After years of monitoring the ﬁring cycles in both gas and electric kilns, I have found that both the heating and the cooling cycles are important when ﬁring large-scale sculpture and tiles. If you use a pyrometer to monitor the cooling of a kiln, you will realize that loosely packed kilns retain less heat during the cooling cycle. In fact, it is not unusual for the pyrometer for my kiln to indicate a 400°F drop during the ﬁrst hour.
Other large temperature drops, well beyond 200°F per hour, occur until 700°F is reached. At this point, the cooling slows down signiﬁcantly. If I were ﬁring only one large piece, there would be a danger of thermal shock resulting from a difference in temperature between the top and bottom area of the kiln. Realizing this led me to ﬁring my kiln down to decrease the temperature gently and more evenly.
Initially, I began by turning the kiln switches to the medium setting after the maximum temperature was reached. I closely monitored the decrease in temperature, seeking to create a drop of not more than 200°F per hour. To continue “ﬁring down,” I turned each switch (top to bottom) from medium to low during each successive hour. When I ﬁre a gas kiln, I keep the pilots on and brick up the burner ports to slow the cooling.
Two years ago, I decided that an electronic kiln controller would be a good investment (due to the length of the “ﬁre up” and “ﬁre down” cycles of approximately 30 hours). Now, I use an electric kiln with a stand-alone controller. An electronic controller often has preprogrammed cycles for slow, medium and fast ﬁring speeds; however, it is also possible to program a custom ﬁring schedule. I’ve programmed my controller with a ramp/hold cycle to ﬁre up and down.
Suggested Firing Schedules
To successfully ﬁre (bisque and glaze) using a pyrometer, I recommend the following schedule:
• Turn on kiln vent.
• 0–80°F preheat cycle (until no steam is present).
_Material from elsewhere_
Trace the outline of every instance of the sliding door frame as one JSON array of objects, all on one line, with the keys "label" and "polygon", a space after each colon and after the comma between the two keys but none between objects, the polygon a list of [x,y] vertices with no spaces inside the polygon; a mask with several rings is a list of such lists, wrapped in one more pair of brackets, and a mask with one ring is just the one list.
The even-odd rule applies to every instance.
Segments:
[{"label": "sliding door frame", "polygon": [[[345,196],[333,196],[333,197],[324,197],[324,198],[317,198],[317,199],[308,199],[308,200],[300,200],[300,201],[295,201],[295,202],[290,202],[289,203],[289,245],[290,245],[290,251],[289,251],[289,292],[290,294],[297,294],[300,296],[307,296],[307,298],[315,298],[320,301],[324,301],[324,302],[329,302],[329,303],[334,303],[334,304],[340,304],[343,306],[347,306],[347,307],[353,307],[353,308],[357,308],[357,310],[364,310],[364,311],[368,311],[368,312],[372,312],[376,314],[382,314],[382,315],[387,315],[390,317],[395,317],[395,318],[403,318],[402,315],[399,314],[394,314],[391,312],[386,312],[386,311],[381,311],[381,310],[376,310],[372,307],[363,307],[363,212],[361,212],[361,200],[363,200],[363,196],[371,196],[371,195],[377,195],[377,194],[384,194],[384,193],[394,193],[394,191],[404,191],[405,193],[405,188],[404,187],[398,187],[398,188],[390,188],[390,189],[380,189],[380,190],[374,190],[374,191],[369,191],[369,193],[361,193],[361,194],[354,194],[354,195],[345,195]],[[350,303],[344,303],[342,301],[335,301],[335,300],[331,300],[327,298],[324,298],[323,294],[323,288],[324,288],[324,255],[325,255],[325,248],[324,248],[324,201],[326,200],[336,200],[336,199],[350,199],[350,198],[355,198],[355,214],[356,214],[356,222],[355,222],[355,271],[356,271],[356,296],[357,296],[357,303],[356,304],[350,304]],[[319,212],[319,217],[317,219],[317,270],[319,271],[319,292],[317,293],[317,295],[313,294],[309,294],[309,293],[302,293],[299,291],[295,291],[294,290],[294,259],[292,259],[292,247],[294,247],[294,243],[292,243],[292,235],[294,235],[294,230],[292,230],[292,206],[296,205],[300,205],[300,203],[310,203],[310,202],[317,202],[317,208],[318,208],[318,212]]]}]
• 80°F per hour until 750°F.
• 100°F per hour until 1100°F (past chemical water escape and chemical quartz inversion).
• 150°F to desired ﬁring temperature for bisque or glaze.
• Turn off kiln vent.
• Drop 100°–150°F per hour to 900°F.
• Drop 200°F per hour to 600°F.
• Let cool naturally to 200°F, then crack the lid of the kiln.
To ﬁre (bisque and glaze) using a kiln controller, try the following:
• Turn on kiln vent.
• 80°F per hour to 212°F, hold for three hours.
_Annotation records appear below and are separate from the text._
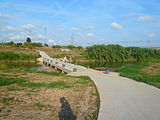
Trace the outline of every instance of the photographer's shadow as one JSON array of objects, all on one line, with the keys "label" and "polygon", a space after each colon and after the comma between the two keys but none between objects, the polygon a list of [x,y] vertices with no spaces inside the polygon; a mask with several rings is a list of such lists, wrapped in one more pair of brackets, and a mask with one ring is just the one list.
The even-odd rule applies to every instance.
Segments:
[{"label": "photographer's shadow", "polygon": [[60,98],[60,102],[61,111],[59,112],[59,120],[77,120],[77,116],[73,114],[69,102],[64,97]]}]

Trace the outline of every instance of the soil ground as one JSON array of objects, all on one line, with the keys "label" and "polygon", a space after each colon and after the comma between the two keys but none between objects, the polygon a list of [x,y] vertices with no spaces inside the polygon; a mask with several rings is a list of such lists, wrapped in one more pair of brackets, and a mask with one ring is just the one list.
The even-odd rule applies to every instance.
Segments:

• 80°F per hour to 750°F, hold for two hours.
• 80°F per hour to 1100°F.
• 120°F per hour to desired bisque temperature.
• Turn off kiln vent.
• Drop 150°F per hour to 750°F.
• Drop 200°F per hour to 300°F.
Stacked Kilns with Dual Controllers
When ﬁring tall pieces (signiﬁcantly taller than 27 inches in height), I stack my two kilns one on top of the other. If a sculpture is within 4 inches of the kiln height, I add a blank extension ring. If not, I use a minimum of two rings from my second kiln and plug the two kilns into separate receptacles (my electrical supply is able to handle two 208-volt kilns on separate breakers).
When I purchased my electronic controller, I quickly realized that unless two controllers could be worked simultaneously, or unless a controller was built to run six rings, I would once again need to resort to monitoring my ﬁrings with a pyrometer for up to 30 hours. I found that no single controller was made to do this job, but that it is possible to program two controllers with the same schedule to ﬁre the two stacked kilns with only a minimum temperature (an average of 20°F) difference between the top and bottom kilns.
Just remember that, when producing large-scale sculpture and tilework, as much creative thought must be given to the drying and ﬁring as any other aspect of making the work.